Artist Michael Cywink creates a mural before an audience’s very eyes on the final stop of the 4elements Living Arts Bee Mobile Studio Tour at the Welcome Centre in Manitowaning Saturday. The Saturday leg of the studio tour also featured the music of the Sunny O Trio, as well as arts and crafts

MANITOWANING – The sultry sounds of the Sonny O Trio plus one (so the Sonny O Quatro?) provided a soundtrack replete with the sounds of laughing children as Anishnaabe artist Mike Cywink created a stunning mural loosely based on the bee theme of the 4elements Living Arts 2020 Bee Mobile Studio Tour. The exhibition at the welcome centre in Manitowaning capped the events centred on the arts organization’s new bee-themed mobile studio.

“This is the final in our series,” said 4elements Living Arts chair Susan Snelling, as she explained the plans behind the mobile studio. “The intent of the mobile studio is to do this kind of event, but also to provide a space for artists to work out on the land.” To that end the studio will be equipped with a composting toilet, a sink, a fold down bed and a work area as well. “It will be finished in gold-coloured siding with black trim, so it will be the 4e beehive, a hive of activity.”

“This is our final weekend, sadly,” said co-ordinator Lou Hayden. “This week we have artist Michael Cywink and his apprentice Gerry (Ranger) painting a lovely six-foot mural for us and Sonny Bear (Osawabine) and his friends are playing some wonderful music for us.”

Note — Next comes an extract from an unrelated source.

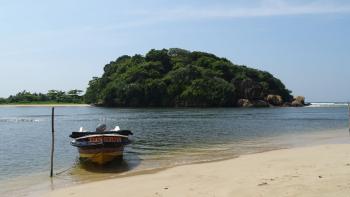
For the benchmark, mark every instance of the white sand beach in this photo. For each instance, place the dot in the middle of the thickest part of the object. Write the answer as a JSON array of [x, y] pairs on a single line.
[[310, 171]]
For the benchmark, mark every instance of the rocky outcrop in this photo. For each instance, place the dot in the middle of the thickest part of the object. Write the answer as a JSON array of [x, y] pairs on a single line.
[[298, 101], [275, 100], [272, 100]]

There was a steady stream of traffic stopping by to view and listen to the proceedings, while 4e board member Samantha Ramage did volunteer duty, helping children create their own bees out of pipe cleaners and other yellow and black materials.

“This has been lovely,” said Jeannette Corbiere-Lavell, who stopped in with her grandchild.

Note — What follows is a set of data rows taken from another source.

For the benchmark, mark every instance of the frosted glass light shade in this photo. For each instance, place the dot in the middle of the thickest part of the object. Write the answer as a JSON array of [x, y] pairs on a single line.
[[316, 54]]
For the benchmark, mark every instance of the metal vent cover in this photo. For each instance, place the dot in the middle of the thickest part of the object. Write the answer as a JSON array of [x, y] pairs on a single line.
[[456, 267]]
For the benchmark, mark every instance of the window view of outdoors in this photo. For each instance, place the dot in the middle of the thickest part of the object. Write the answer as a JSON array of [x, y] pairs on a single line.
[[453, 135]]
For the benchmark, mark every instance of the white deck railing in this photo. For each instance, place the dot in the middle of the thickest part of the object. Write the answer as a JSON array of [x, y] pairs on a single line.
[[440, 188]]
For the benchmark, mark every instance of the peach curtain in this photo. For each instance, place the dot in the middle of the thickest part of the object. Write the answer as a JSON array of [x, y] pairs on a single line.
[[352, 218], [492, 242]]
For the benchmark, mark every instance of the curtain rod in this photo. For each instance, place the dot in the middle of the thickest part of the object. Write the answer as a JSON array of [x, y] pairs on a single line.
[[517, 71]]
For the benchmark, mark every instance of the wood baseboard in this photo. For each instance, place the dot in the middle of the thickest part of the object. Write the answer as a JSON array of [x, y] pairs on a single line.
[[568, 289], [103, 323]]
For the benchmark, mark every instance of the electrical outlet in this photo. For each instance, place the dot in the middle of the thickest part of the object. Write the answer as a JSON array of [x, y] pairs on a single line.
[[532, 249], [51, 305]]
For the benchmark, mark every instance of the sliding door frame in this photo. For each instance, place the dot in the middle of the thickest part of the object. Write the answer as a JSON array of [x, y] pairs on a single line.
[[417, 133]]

Masks were the order of the day and hand sanitizer (along with spare masks) were available and encouraged for those in attendance.

“Everyone has been very good about the masks and hand sanitizer,” said Ms. Hayden. “We are very encouraged by how everyone is maintaining a respectful distance and taking precautions.”

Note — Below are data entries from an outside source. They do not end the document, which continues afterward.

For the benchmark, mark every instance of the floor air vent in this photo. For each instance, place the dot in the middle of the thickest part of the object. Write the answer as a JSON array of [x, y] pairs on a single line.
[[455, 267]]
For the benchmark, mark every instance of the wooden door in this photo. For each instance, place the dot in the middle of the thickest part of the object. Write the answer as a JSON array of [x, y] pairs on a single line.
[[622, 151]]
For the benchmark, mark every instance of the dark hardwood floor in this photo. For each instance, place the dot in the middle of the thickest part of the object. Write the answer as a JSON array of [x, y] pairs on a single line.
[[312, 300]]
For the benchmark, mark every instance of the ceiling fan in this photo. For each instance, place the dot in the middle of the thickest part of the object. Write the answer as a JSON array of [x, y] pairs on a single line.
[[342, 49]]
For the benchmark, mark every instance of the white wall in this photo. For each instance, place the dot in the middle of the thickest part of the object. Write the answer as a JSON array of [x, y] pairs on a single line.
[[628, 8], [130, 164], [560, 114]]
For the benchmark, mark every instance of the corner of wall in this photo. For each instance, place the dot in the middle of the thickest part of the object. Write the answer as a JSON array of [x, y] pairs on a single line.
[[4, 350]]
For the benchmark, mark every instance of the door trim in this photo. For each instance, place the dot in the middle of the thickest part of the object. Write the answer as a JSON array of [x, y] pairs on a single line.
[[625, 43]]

Mr. Cywink’s creation, while loosely allied to the general “bee” theme, followed its own path. The theme meshed well with traditional Anishnaabe floral patterns and Mr. Cywink and his apprentice could be seen conversing and collaborating throughout the day.

On the musical side of things, Mr. Osawabine was joined by pianist Joahnna Berti, guitarist Brian Fox and Marsha Coffey, who played a variety of esoteric instruments including an utu drum, a vase-like instrument inspired by the jugs carried by African women on their heads.